Vous ne vous sentez pas oppresseurs. Vous baisez comme tout le monde, ça n’est pas votre faute s’il y a des malades ou des criminels. Vous n’y pouvez rien, dites-vous, si vous ôtes tolérants. Votre société, car si vous baisez comme tout le monde, c’est bien la vôtre, nous a traité comme un fléau social pour l’État, l’objet de mépris pour les hommes véritables, sujet d’effroi pour les mères de famille. Les mêmes mots qui servent à nous désigner sont vos pires insultes.
Avez-vous jamais pensé à ce que nous ressentons, quand vous mettez à la suite ces mots « salaud, ordure, tapette, pédé » ? Quand vous dites à une fille : « sale gouine » ?
Vous protégez vos filles et vos fils de notre présence comme si nous étions des pestiférés.
Vous êtes individuellement responsable de l’ignoble mutilation que vous nous avez fait subir en nous reprochant notre désir.
Vous qui voulez la révolution, vous avez voulu nous imposer votre répression. Vous combattiez pour les noirs et vous traitiez les flics d’enculés, comme s’il n’existait pas de pire injure.
Vous, adorateurs du prolétariat, avez encouragé de toutes vos forces le maintien de l’image virile de l’ouvrier, vous avez dit que la révolution serait le fait d’un prolétariat mâle et bourru, à grosse voix, baraqué et roulant des épaules.

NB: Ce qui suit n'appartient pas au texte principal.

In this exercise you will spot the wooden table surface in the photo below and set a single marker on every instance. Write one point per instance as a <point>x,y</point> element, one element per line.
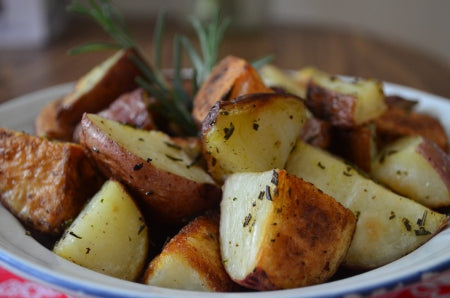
<point>336,51</point>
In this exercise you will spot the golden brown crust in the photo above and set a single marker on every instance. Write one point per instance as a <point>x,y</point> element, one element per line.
<point>323,231</point>
<point>168,197</point>
<point>198,244</point>
<point>398,122</point>
<point>59,120</point>
<point>46,124</point>
<point>231,78</point>
<point>356,144</point>
<point>337,108</point>
<point>44,183</point>
<point>316,132</point>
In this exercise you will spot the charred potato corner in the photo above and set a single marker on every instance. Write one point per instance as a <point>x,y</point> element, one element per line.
<point>254,179</point>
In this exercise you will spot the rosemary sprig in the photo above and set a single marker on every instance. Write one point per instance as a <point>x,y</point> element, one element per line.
<point>111,21</point>
<point>210,36</point>
<point>175,103</point>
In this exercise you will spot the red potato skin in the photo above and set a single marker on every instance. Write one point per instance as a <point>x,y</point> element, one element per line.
<point>324,230</point>
<point>230,78</point>
<point>354,144</point>
<point>331,106</point>
<point>119,79</point>
<point>316,132</point>
<point>437,158</point>
<point>198,243</point>
<point>166,197</point>
<point>44,184</point>
<point>398,122</point>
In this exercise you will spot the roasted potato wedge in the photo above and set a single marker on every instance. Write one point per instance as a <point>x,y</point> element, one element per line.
<point>345,103</point>
<point>400,122</point>
<point>389,225</point>
<point>191,260</point>
<point>43,183</point>
<point>130,108</point>
<point>416,168</point>
<point>161,175</point>
<point>229,79</point>
<point>109,236</point>
<point>275,77</point>
<point>316,132</point>
<point>92,93</point>
<point>252,133</point>
<point>278,231</point>
<point>356,144</point>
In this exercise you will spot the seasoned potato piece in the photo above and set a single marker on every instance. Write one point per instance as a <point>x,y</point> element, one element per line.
<point>356,144</point>
<point>44,184</point>
<point>398,102</point>
<point>109,236</point>
<point>344,103</point>
<point>191,260</point>
<point>272,76</point>
<point>389,225</point>
<point>416,168</point>
<point>159,173</point>
<point>399,122</point>
<point>46,123</point>
<point>252,133</point>
<point>92,93</point>
<point>278,231</point>
<point>130,108</point>
<point>316,132</point>
<point>229,79</point>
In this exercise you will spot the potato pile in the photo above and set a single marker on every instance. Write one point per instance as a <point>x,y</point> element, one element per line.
<point>292,176</point>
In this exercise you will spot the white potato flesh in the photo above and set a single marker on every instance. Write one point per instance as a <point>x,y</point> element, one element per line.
<point>278,231</point>
<point>274,77</point>
<point>90,79</point>
<point>235,234</point>
<point>175,272</point>
<point>417,169</point>
<point>389,225</point>
<point>109,236</point>
<point>155,146</point>
<point>252,134</point>
<point>368,93</point>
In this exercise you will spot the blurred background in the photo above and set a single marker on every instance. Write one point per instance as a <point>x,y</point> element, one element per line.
<point>402,41</point>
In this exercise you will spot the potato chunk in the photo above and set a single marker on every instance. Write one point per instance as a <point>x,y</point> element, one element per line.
<point>109,236</point>
<point>158,172</point>
<point>344,103</point>
<point>92,93</point>
<point>43,183</point>
<point>399,122</point>
<point>278,231</point>
<point>230,78</point>
<point>416,168</point>
<point>252,133</point>
<point>389,225</point>
<point>191,260</point>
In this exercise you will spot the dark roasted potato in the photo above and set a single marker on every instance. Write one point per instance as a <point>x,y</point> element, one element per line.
<point>230,78</point>
<point>191,260</point>
<point>416,168</point>
<point>399,122</point>
<point>164,178</point>
<point>389,225</point>
<point>316,132</point>
<point>278,231</point>
<point>92,93</point>
<point>43,183</point>
<point>343,103</point>
<point>252,133</point>
<point>356,144</point>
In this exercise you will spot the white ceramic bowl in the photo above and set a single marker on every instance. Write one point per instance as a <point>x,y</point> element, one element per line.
<point>24,256</point>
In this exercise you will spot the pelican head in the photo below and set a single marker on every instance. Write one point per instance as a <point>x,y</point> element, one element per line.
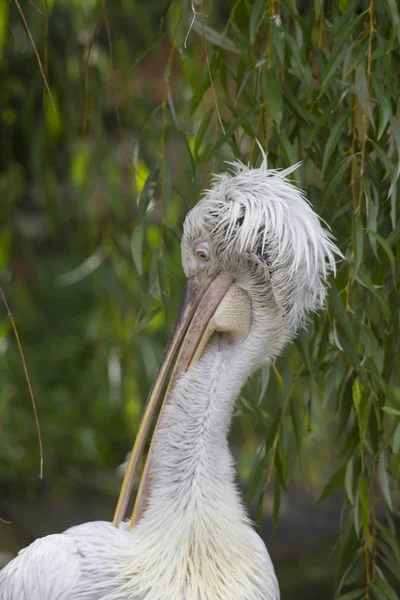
<point>257,226</point>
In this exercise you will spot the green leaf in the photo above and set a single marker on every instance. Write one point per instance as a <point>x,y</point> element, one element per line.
<point>394,16</point>
<point>277,502</point>
<point>148,193</point>
<point>383,104</point>
<point>201,130</point>
<point>396,440</point>
<point>215,38</point>
<point>353,595</point>
<point>273,93</point>
<point>366,282</point>
<point>257,14</point>
<point>137,247</point>
<point>391,411</point>
<point>384,480</point>
<point>358,244</point>
<point>349,479</point>
<point>340,50</point>
<point>388,251</point>
<point>334,483</point>
<point>333,139</point>
<point>383,586</point>
<point>3,22</point>
<point>335,177</point>
<point>357,393</point>
<point>364,505</point>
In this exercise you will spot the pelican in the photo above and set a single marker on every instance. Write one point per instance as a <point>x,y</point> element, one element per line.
<point>256,258</point>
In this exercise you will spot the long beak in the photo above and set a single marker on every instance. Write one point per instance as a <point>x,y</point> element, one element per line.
<point>201,298</point>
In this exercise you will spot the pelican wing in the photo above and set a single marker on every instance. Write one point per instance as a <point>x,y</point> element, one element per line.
<point>46,570</point>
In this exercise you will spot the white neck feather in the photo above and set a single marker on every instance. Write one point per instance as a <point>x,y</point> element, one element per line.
<point>194,541</point>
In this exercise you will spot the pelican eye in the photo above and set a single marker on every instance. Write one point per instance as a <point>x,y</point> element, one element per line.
<point>203,253</point>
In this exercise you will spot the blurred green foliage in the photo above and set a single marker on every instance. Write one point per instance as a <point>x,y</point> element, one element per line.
<point>93,195</point>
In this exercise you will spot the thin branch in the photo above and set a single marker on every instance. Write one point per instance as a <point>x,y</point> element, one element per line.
<point>209,68</point>
<point>164,124</point>
<point>99,12</point>
<point>232,14</point>
<point>36,7</point>
<point>28,381</point>
<point>110,49</point>
<point>195,14</point>
<point>36,52</point>
<point>365,118</point>
<point>283,413</point>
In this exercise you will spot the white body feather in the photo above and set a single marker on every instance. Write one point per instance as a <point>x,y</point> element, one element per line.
<point>194,541</point>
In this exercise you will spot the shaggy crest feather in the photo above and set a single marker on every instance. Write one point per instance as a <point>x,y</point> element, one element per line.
<point>258,212</point>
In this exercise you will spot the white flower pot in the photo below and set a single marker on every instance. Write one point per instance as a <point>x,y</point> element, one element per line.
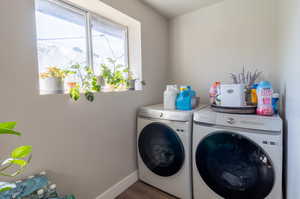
<point>52,86</point>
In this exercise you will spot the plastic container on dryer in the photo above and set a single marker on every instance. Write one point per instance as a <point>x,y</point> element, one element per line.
<point>184,99</point>
<point>170,96</point>
<point>265,95</point>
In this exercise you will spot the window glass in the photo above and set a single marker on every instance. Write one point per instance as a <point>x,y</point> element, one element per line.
<point>109,44</point>
<point>61,36</point>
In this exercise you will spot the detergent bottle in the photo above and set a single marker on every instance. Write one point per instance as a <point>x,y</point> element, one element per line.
<point>170,96</point>
<point>184,99</point>
<point>265,95</point>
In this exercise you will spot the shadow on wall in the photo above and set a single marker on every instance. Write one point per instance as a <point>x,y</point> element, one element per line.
<point>285,141</point>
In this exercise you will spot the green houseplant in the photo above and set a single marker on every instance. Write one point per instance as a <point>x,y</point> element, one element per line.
<point>88,84</point>
<point>19,157</point>
<point>115,76</point>
<point>52,81</point>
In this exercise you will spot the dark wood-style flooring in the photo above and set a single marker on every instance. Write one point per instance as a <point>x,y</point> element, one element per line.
<point>142,191</point>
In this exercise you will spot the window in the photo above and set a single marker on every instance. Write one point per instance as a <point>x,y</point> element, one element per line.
<point>73,42</point>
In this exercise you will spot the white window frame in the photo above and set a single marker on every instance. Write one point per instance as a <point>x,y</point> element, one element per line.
<point>88,26</point>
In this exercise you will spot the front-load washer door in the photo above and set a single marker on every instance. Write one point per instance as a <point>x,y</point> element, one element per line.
<point>234,167</point>
<point>161,149</point>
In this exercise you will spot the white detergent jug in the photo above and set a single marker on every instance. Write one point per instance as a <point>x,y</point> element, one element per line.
<point>170,96</point>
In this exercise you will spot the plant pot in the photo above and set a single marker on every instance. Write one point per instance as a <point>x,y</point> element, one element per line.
<point>132,84</point>
<point>52,86</point>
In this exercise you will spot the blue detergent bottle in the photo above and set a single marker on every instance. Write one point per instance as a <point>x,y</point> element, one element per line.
<point>184,99</point>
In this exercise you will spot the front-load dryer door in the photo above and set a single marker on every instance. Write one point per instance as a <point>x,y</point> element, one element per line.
<point>161,149</point>
<point>234,167</point>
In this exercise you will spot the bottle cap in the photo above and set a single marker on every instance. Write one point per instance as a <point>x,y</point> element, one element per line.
<point>53,186</point>
<point>40,192</point>
<point>276,95</point>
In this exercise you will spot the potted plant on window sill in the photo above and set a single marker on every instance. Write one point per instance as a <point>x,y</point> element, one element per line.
<point>114,76</point>
<point>52,81</point>
<point>89,83</point>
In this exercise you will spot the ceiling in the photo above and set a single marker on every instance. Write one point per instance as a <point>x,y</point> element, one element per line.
<point>173,8</point>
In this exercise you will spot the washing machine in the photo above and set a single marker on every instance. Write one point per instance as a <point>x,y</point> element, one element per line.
<point>237,156</point>
<point>164,149</point>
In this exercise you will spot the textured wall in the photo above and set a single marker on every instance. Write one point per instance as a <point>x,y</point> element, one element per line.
<point>208,44</point>
<point>288,62</point>
<point>86,148</point>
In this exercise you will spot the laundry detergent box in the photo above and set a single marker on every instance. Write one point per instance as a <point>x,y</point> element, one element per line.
<point>232,95</point>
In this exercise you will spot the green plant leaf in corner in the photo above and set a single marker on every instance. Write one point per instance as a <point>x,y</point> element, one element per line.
<point>21,163</point>
<point>21,152</point>
<point>5,189</point>
<point>9,131</point>
<point>8,125</point>
<point>89,96</point>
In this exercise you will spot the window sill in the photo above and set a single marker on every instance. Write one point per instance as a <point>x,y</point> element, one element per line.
<point>104,92</point>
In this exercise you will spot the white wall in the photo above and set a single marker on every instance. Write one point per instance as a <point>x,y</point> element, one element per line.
<point>289,63</point>
<point>85,147</point>
<point>209,43</point>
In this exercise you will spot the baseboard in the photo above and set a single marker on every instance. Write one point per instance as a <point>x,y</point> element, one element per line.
<point>120,187</point>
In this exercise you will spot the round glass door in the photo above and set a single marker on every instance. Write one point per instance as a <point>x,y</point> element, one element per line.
<point>161,149</point>
<point>234,167</point>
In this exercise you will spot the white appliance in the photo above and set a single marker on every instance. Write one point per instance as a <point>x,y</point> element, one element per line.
<point>232,95</point>
<point>164,149</point>
<point>237,156</point>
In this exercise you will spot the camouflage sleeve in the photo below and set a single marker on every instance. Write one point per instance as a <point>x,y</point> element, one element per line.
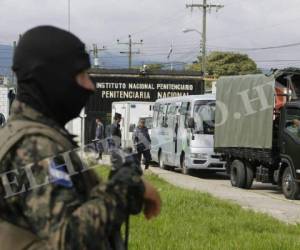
<point>61,212</point>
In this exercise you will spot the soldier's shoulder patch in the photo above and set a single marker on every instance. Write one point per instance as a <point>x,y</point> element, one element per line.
<point>59,174</point>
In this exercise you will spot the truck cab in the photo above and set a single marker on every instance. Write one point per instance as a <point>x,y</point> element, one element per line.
<point>259,135</point>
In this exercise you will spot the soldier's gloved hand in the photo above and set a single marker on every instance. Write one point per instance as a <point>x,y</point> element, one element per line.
<point>126,173</point>
<point>122,158</point>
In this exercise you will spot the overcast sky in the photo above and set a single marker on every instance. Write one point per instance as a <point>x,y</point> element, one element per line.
<point>240,24</point>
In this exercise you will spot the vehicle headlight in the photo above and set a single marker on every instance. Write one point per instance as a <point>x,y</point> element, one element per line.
<point>199,156</point>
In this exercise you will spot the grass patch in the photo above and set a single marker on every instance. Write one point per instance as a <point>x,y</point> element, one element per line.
<point>194,220</point>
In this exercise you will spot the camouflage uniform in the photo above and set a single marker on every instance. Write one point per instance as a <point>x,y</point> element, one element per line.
<point>79,217</point>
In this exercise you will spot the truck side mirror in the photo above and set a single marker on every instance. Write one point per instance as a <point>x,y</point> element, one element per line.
<point>131,127</point>
<point>191,122</point>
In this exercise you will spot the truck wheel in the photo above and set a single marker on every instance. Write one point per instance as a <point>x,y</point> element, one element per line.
<point>238,174</point>
<point>184,168</point>
<point>290,188</point>
<point>249,175</point>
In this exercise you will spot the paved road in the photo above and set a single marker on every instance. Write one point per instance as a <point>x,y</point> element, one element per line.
<point>264,198</point>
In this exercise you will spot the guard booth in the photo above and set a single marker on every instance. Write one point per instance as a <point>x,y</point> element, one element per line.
<point>135,85</point>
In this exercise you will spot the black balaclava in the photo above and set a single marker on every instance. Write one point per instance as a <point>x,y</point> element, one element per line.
<point>46,62</point>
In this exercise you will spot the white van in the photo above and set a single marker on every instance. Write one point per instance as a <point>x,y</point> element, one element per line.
<point>131,113</point>
<point>182,133</point>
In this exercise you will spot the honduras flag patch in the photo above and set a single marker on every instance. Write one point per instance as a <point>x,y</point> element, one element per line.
<point>59,175</point>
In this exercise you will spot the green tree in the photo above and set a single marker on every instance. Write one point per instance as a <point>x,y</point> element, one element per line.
<point>226,63</point>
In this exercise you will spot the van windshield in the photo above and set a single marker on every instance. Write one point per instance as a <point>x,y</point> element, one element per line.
<point>204,116</point>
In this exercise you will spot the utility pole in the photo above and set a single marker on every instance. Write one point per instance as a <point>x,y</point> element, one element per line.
<point>130,52</point>
<point>205,7</point>
<point>95,51</point>
<point>69,15</point>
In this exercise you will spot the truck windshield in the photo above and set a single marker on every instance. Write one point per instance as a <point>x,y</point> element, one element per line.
<point>204,116</point>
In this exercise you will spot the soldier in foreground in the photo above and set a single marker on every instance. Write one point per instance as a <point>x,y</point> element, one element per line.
<point>72,211</point>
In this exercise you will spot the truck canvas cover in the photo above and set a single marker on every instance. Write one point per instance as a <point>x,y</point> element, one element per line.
<point>244,111</point>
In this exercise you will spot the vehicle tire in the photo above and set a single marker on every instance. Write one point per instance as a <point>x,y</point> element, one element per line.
<point>249,175</point>
<point>290,188</point>
<point>161,162</point>
<point>184,169</point>
<point>238,174</point>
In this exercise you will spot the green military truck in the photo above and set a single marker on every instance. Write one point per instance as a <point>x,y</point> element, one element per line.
<point>258,129</point>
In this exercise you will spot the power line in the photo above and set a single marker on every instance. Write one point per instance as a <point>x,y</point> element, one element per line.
<point>204,6</point>
<point>130,52</point>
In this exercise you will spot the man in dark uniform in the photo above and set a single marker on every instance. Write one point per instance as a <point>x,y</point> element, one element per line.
<point>45,207</point>
<point>116,131</point>
<point>99,137</point>
<point>142,142</point>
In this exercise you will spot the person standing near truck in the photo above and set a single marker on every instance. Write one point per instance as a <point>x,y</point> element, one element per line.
<point>116,131</point>
<point>142,142</point>
<point>99,136</point>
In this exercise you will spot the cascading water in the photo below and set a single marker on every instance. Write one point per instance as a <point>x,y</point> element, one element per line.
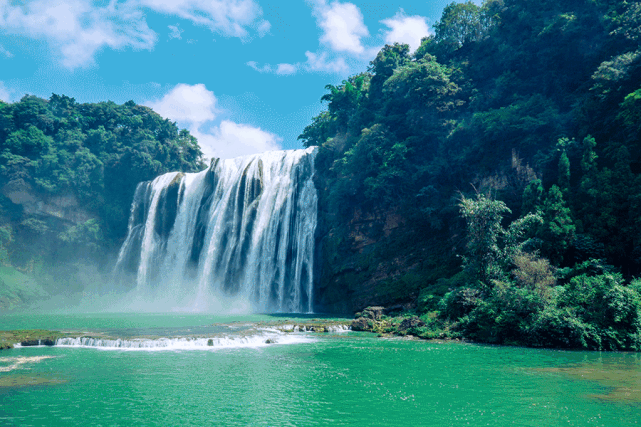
<point>244,228</point>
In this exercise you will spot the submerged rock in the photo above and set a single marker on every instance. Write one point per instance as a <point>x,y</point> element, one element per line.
<point>410,322</point>
<point>373,313</point>
<point>362,324</point>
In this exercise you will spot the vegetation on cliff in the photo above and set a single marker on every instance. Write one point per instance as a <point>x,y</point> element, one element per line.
<point>526,113</point>
<point>68,172</point>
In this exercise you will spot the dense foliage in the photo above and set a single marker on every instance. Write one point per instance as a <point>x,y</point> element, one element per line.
<point>90,156</point>
<point>538,106</point>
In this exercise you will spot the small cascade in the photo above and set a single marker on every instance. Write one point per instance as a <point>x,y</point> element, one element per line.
<point>243,230</point>
<point>265,338</point>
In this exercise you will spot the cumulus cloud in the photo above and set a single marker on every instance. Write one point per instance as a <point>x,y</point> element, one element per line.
<point>342,25</point>
<point>78,29</point>
<point>263,28</point>
<point>316,62</point>
<point>187,104</point>
<point>406,29</point>
<point>229,17</point>
<point>286,69</point>
<point>4,93</point>
<point>283,69</point>
<point>231,139</point>
<point>195,108</point>
<point>264,69</point>
<point>175,32</point>
<point>5,52</point>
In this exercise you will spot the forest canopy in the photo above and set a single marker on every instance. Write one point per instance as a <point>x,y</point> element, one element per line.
<point>511,111</point>
<point>96,153</point>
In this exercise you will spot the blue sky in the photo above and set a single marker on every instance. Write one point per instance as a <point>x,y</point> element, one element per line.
<point>243,76</point>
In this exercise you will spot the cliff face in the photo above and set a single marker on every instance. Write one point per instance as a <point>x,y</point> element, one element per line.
<point>377,258</point>
<point>61,208</point>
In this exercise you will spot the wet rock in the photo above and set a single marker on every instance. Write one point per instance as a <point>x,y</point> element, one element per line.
<point>373,313</point>
<point>362,324</point>
<point>410,322</point>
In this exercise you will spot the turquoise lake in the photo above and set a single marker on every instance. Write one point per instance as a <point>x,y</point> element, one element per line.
<point>302,379</point>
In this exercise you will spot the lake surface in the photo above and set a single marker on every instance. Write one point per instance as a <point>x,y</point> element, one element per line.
<point>302,379</point>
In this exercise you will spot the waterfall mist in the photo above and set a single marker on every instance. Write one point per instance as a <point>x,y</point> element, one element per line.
<point>236,237</point>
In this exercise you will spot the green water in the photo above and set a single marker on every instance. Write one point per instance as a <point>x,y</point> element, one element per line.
<point>327,379</point>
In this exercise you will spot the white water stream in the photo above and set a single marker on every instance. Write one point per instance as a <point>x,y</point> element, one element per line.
<point>243,230</point>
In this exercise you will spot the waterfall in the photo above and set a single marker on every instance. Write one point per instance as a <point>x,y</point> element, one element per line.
<point>242,229</point>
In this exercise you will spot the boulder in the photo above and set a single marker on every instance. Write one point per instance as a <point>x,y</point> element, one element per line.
<point>373,313</point>
<point>410,322</point>
<point>361,324</point>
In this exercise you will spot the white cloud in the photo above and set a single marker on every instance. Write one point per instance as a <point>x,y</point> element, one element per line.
<point>263,28</point>
<point>320,62</point>
<point>187,104</point>
<point>175,32</point>
<point>229,17</point>
<point>286,69</point>
<point>264,69</point>
<point>194,107</point>
<point>232,140</point>
<point>406,29</point>
<point>283,69</point>
<point>4,93</point>
<point>5,52</point>
<point>77,28</point>
<point>342,24</point>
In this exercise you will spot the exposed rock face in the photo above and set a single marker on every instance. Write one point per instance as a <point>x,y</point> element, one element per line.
<point>361,324</point>
<point>412,322</point>
<point>63,207</point>
<point>373,313</point>
<point>376,259</point>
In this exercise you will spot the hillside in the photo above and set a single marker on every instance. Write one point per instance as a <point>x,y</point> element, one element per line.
<point>491,177</point>
<point>68,172</point>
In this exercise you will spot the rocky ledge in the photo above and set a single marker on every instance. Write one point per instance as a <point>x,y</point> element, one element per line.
<point>28,338</point>
<point>397,321</point>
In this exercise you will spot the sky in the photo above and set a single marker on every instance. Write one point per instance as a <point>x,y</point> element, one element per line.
<point>244,76</point>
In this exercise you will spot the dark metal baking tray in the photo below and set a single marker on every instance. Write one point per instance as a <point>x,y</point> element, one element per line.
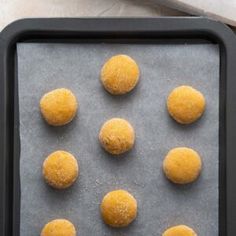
<point>161,30</point>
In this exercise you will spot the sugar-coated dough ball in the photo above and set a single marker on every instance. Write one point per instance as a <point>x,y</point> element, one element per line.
<point>179,230</point>
<point>120,74</point>
<point>117,136</point>
<point>118,208</point>
<point>58,107</point>
<point>60,169</point>
<point>182,165</point>
<point>59,227</point>
<point>185,104</point>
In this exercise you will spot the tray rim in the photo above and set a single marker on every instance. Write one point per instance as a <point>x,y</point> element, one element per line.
<point>128,29</point>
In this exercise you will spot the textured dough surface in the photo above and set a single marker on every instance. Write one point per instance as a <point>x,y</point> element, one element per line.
<point>60,169</point>
<point>118,208</point>
<point>120,74</point>
<point>185,104</point>
<point>182,165</point>
<point>179,230</point>
<point>59,227</point>
<point>58,106</point>
<point>117,136</point>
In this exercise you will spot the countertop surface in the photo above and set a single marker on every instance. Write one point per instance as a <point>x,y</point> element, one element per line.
<point>15,9</point>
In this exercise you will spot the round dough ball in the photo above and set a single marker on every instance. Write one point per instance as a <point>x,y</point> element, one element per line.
<point>117,136</point>
<point>179,230</point>
<point>59,227</point>
<point>185,104</point>
<point>120,74</point>
<point>58,107</point>
<point>118,208</point>
<point>60,169</point>
<point>182,165</point>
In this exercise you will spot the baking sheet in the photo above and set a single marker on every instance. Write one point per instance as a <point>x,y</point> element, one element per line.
<point>43,67</point>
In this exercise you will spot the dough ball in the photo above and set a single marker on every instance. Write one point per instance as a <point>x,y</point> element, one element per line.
<point>182,165</point>
<point>59,227</point>
<point>120,74</point>
<point>60,169</point>
<point>117,136</point>
<point>58,107</point>
<point>118,208</point>
<point>185,104</point>
<point>180,230</point>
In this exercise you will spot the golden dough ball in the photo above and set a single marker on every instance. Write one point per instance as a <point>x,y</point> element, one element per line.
<point>120,74</point>
<point>118,208</point>
<point>185,104</point>
<point>117,136</point>
<point>60,169</point>
<point>182,165</point>
<point>59,227</point>
<point>179,230</point>
<point>58,107</point>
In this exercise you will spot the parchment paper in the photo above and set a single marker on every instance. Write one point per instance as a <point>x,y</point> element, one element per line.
<point>43,67</point>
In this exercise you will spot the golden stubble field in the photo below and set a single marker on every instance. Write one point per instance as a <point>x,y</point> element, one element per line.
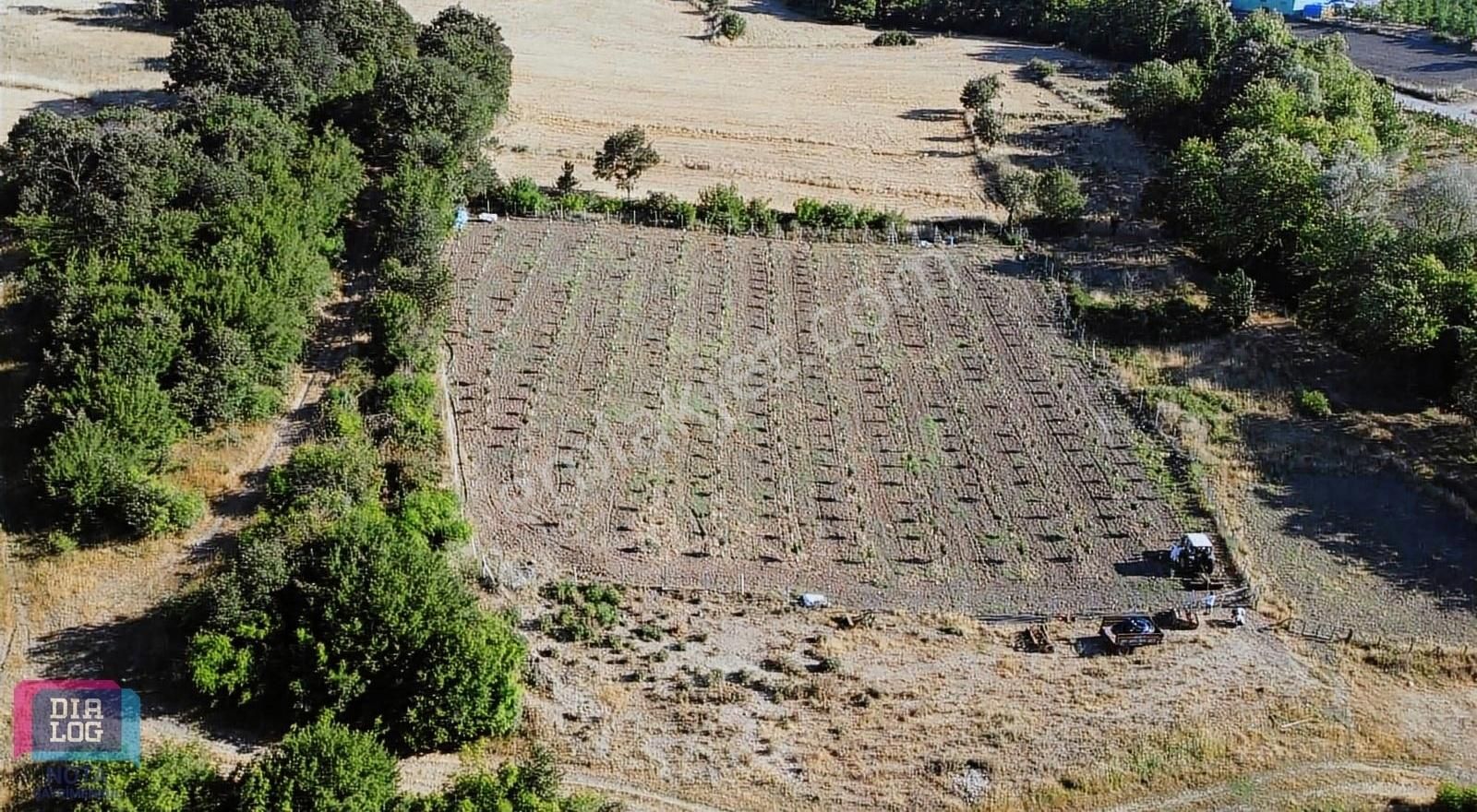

Savez-vous ce que c’est, pour un jeune ouvrier, que d’être homosexuel en cachette? Savez-vous, vous qui croyez à la vertu formatrice de l’usine, ce que subit celui que ses copains d’atelier traitent de pédale ?
Nous le savons, nous, parce que nous nous connaissons entre nous, parce que nous seuls, nous pouvons le savoir.
Nous sommes avec les femmes le tapis moral sur lequel vous essuyez votre conscience.
Nous disons ici que nous en avons assez, que vous ne nous casserez plus la gueule, parce que nous nous défendrons, que nous pourchasserons votre racisme contre nous jusque dans le langage.
Nous disons plus : nous ne nous contenterons pas de nous défendre nous allons attaquer.
Nous ne sommes pas contre les « normaux », mais contre la société « normale ». Vous demandez : « Que pouvons-nous faire pour vous ? » Vous ne pouvez rien faire pour nous tant que vous resterez chacun le représentant de la société normale, tant que vous vous refuserez à voir tous les désirs secrets que vous avez refoulés.
Vous ne pouvez rien pour nous tant que vous ne faites rien pour vous-mêmes.